My name is Bill. I am 55 years old, married 22 years, with a 13-year-old son.

I was diagnosed with AA in late Nov 2006, after a few months of tests and transfusions.

In July of 2006, I was starting my training for the 2006 NYC marathon (I had walked the 2004 and 2005 marathons), and was feeling very strange. At the end of a 6-mile walk, I felt "empty". For several months prior, I had noticed the petechia on my ankles but thought they were just "age".

By August, I could barely walk and finally concluded that I had more than a temporary virus. I saw my doctor, who did a CBC. Later that day he called me and said "Are you sitting down?" He then told me my counts were all down. Hemoglobin 5.8, WBC 2 something, and platelets 8k. I was scheduled for a RB transfusion the next day (my PCP screwed up and did not order a platelet transfusion for a few days after).

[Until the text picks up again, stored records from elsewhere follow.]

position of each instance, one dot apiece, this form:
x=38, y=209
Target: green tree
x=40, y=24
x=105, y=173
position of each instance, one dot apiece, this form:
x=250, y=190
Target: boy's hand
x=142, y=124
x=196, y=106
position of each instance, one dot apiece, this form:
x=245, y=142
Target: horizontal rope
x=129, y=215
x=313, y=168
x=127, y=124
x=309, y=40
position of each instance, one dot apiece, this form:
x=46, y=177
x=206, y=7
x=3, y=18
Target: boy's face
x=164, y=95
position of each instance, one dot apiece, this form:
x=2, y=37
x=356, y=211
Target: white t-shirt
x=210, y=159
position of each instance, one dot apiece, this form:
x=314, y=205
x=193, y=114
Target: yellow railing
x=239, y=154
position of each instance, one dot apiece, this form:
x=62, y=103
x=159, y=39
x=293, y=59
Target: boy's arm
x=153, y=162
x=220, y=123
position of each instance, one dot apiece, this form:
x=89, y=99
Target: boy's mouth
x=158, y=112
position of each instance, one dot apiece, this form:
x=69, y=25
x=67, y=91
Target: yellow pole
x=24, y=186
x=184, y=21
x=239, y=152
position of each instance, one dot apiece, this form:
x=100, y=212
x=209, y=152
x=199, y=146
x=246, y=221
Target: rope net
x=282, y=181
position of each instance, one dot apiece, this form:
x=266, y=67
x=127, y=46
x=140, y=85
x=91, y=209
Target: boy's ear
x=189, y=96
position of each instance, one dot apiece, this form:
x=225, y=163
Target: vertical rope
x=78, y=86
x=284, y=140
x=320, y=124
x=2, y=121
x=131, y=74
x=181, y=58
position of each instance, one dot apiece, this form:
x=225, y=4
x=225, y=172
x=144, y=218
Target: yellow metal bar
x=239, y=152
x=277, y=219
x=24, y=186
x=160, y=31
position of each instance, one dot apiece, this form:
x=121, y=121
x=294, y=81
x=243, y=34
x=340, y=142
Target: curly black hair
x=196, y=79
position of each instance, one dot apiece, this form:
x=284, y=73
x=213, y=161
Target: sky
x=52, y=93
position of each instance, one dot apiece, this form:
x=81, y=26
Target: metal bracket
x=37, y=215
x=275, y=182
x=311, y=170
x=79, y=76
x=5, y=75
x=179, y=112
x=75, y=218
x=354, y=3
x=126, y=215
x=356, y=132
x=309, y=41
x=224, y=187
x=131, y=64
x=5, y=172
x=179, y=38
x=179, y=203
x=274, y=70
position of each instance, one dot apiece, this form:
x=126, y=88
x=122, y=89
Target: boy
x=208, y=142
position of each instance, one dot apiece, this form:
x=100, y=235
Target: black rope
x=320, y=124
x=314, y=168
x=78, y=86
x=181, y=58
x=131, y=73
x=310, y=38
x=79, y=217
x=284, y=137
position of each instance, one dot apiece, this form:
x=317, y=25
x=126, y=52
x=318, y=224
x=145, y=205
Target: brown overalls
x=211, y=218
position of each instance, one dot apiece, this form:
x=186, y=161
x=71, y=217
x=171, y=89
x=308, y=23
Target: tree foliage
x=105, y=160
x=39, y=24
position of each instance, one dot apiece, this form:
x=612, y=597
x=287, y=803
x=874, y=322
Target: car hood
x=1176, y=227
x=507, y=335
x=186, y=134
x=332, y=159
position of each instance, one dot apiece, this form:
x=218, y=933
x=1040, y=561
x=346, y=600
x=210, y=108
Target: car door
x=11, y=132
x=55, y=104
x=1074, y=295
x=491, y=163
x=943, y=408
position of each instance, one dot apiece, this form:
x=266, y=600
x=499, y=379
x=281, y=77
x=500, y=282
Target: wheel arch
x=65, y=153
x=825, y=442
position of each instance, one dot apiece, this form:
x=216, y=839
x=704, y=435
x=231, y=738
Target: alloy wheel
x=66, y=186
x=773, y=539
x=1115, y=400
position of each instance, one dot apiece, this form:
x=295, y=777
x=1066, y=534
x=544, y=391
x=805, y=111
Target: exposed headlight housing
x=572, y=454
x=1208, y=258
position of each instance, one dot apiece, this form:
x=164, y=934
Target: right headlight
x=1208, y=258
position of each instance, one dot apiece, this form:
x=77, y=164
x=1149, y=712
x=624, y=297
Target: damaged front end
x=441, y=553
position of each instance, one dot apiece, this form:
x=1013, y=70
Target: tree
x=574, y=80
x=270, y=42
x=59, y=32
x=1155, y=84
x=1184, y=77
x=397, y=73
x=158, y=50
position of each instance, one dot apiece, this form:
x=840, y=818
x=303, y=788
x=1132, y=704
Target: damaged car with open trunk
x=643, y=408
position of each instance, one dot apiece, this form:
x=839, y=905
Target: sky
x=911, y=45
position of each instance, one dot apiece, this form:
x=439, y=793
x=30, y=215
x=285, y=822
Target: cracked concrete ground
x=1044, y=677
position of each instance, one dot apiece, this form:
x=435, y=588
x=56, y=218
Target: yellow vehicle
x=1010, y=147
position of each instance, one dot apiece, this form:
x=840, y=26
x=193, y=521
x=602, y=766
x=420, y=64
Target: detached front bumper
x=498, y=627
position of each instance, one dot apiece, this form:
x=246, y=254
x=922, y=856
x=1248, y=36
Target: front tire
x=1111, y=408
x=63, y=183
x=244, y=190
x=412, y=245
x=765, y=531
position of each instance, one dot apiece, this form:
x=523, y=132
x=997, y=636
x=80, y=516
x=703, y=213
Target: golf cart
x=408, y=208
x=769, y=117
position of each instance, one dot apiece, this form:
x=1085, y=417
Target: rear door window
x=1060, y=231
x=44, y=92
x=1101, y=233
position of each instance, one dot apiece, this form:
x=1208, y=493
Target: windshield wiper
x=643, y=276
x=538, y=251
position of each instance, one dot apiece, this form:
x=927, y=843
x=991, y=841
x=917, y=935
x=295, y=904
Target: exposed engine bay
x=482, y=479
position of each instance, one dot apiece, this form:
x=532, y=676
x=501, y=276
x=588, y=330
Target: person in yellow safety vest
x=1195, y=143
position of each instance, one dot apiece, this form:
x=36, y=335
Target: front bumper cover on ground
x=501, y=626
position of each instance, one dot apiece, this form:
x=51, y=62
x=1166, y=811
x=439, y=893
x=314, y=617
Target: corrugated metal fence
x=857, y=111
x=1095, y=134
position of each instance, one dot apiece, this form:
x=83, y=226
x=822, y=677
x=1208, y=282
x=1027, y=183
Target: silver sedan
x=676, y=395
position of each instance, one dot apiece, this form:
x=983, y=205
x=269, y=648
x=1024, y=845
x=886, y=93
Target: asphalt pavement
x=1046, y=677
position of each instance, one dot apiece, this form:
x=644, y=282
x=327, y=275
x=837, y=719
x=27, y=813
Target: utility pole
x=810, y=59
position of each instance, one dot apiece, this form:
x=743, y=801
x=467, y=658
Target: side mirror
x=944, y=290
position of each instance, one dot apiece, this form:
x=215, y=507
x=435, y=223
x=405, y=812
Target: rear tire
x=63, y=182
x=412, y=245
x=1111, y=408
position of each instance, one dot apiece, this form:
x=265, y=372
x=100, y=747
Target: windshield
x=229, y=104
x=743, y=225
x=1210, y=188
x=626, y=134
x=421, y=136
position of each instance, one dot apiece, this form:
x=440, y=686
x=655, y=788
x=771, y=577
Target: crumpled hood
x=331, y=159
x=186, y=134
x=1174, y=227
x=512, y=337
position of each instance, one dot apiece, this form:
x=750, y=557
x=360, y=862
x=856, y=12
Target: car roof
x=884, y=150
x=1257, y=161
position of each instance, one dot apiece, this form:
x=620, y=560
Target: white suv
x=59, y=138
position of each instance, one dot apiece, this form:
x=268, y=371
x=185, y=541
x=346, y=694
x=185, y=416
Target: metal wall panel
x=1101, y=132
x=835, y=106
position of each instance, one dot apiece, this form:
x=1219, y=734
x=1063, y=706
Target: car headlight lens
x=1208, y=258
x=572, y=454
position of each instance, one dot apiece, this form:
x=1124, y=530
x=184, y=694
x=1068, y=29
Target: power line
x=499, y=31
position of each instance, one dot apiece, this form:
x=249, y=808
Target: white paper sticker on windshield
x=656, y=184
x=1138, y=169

The nurses in the transfusion were all amazed that I was still able to walk!

The first hematologist I saw did a pretty good job of ruling out other diseases, but it wasn't until he left and I got a new referral that I found a hematologist who knew what to do. The day after I saw him, I had a BMB done, and the results were a toss-up between AA and myelofibrosis. Since they had discovered I had Hashimoto's thyroiditis (another autoimmune disease) during the testing, the new doc tried treating me for the myelofibrosis using Prednisone, which I tolerated well. After 5 weeks, he did another BMB, and it was at that time he was able to conclude it was AA, because my cellularity had declined into the VSAA range.

I was admitted within days and had ATG and Cyclosporin, along with continuing Prednisone and taking daily Neupogen shots. I was lucky not to have any significant issues with the drugs, but since I was needing transfusions almost daily, especially platelets (one day the daily CBC actually showed *zero* platelet count!), the doc kept me in the hospital until my transfusion needs were less than twice a week.

On Christmas Eve, 18 days into the stay, I developed tachycardia from a life-long problem of atrial flutter. My heart rate was 150/minute all the time, and my cardiologist had me on Diltiazem to lower the rate. The problem with Diltiazem is that it interacts with Cyclo, and my doctor and I are convinced that it interfered with the AA treatment.

I finally got out of the hospital 2 days before the new year.

The treatment was pretty successful for a while. My platelets stabilized and the only time I have needed platelets since the treatment has been for BMB or other procedures. My WBC have been slightly lower than normal much of the time, and I stopped getting red blood in March 2007. My counts climbed up to a high of 12.7 Hgb, 49K platelets, and normal WBC by May of 2007.

I had a BMB 3 months after the treatment, and my cellularity had improved from basically nil to as much as 80%! We started the cyclo taper at that time, and now we think that, along with the diltiazem issue, the treatment relapsed.

In June of 2007, my counts started a slow decline. By September, I needed another RB transfusion, and have needed 2 units every 2 months since. My platelets hover between 20-29K, but I have had no problems with them at that level (as long as I don't get cut!)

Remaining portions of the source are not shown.